We have proposed an approach for fact extraction from crisis event data using a combination of natural language processing, IR and machine learning techniques. Our approach involves data preprocessing, embedding, and retrieval, followed by fact extraction using large language models. We have evaluated our approach using human-annotated queries for fact extraction and compared the performance of three different models: BERT-based model, Google Flan T5 model, and Open AI text-davinci-003 model.
Our evaluation results show that the Google Flan T5 model performs the best for our use case, with the highest recall value for numerical and fact-based queries. However, the Open AI text-davinci-003 model gives higher precision for both types of queries, but generates extraneous words, resulting in a lower recall value. We also found that the optimal value for the "k" parameter for retrieving relevant documents varies based on the type of query.

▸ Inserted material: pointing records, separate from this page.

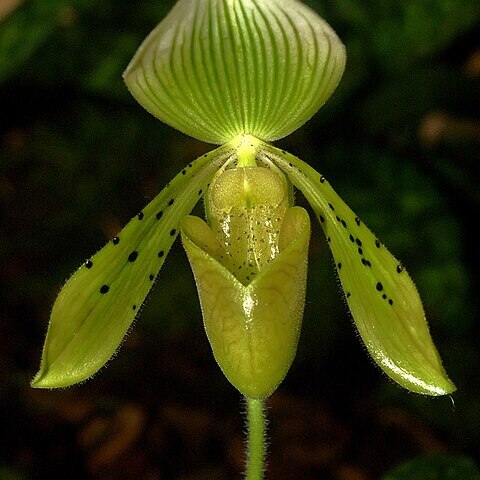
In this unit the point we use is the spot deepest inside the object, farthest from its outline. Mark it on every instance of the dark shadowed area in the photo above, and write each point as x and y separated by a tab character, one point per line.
399	141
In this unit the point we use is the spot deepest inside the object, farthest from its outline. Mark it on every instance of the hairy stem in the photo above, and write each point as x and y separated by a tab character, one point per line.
256	439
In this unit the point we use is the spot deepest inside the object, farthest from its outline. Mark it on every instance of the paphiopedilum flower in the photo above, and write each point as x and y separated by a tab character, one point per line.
241	74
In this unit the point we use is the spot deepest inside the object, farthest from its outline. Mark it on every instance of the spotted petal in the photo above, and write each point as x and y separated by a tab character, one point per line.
97	305
382	297
216	69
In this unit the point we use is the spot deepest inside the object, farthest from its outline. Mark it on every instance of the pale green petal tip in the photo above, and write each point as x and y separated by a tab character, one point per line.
382	298
218	69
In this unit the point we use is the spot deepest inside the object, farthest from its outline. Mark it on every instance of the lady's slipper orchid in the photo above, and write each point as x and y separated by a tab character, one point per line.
241	73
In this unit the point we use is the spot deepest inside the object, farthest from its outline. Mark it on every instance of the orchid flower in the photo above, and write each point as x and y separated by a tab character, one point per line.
241	74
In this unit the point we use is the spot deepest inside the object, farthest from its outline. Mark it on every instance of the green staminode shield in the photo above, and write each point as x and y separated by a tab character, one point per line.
253	329
216	69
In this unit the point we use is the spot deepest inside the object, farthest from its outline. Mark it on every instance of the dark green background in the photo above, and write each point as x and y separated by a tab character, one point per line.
399	141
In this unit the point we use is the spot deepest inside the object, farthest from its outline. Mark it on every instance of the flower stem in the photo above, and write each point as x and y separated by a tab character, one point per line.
256	439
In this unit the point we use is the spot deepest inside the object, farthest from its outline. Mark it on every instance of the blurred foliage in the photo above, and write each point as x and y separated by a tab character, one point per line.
436	467
399	141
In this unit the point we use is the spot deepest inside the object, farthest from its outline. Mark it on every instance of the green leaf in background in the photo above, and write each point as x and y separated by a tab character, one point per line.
436	467
24	32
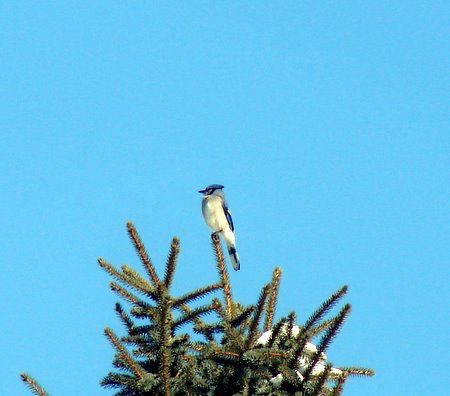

Although our approach has shown promising results, there are still areas for improvement. For instance, we have evaluated our approach on one type of crisis event dataset (Sally Hurricane), and it is possible that the performance may vary for other type of events or datasets. Additionally, our approach can be further improved by fine-tuning hyperparameters and using additional models for fact extraction.
Overall, our approach provides a foundation for fact extraction from crisis event data, which can be useful for disaster response teams, news organizations, and other stakeholders who need to quickly access accurate information during a crisis event.